I think there are a couple of different pieces. The carbon budget model is obviously what we use for our national inventory, which tracks the emissions from forests and some activities in wetlands and peatlands and some activities in agriculture. The national inventory is great because it tracks, year by year, what's going out into the atmosphere and what's being sequestered.
One of the gaps—and I know that the scientists are anxious to continue to improve our national inventory—is that we don't capture all of the activities that cause emissions. There's new science, for example, that shows that when we have roads built into peatlands, that does cause significant emissions—even winter roads, for example.
We need to continue to improve the information that we have in our national inventory and to understand how these various activities are, in fact, causing emissions, so that when you put a price on carbon, you start to understand how different kinds of management practices are potentially detrimental, in some cases, in reaching our climate objectives and making good economic sense. I think that's one element that we need to think about.
I think the second piece is the work that's being done using the carbon budget model to look at mitigation pathways. One of the challenges with any modelling is that when they look at different pathways beyond the direct emission reductions that happen when we harvest less, there are all of these externalities or additional things that happen after that. It may be that it leaks and goes somewhere else, or in some cases if you say we'll substitute this product for another product, you have to make a lot of assumptions about how you're going to get that market to shift and make sure that those new goods are being used and that we're not just increasing our use of all products and therefore having more greenhouse gas emissions occurring annually, which we cannot afford at this point. We really have to turn things around.

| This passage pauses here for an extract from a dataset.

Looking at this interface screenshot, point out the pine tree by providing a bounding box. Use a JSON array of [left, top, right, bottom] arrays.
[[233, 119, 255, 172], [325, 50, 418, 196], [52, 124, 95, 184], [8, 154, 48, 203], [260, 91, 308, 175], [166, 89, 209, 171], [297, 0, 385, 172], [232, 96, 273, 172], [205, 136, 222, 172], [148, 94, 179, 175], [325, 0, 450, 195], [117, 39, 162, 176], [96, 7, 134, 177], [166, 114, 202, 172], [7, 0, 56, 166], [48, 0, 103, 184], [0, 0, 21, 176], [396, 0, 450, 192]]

In all modelling exercises, we have to be very careful about the assumptions that we make over time and place and about the types of assumptions we're making around demand and how well and quickly we can shift markets.
In general, I tend to focus more on where we're actually achieving direct emission reductions and contract those things, and I tend to get a little bit more concerned when we're putting a lot of emphasis on substitution when it's unclear how we're going to get there.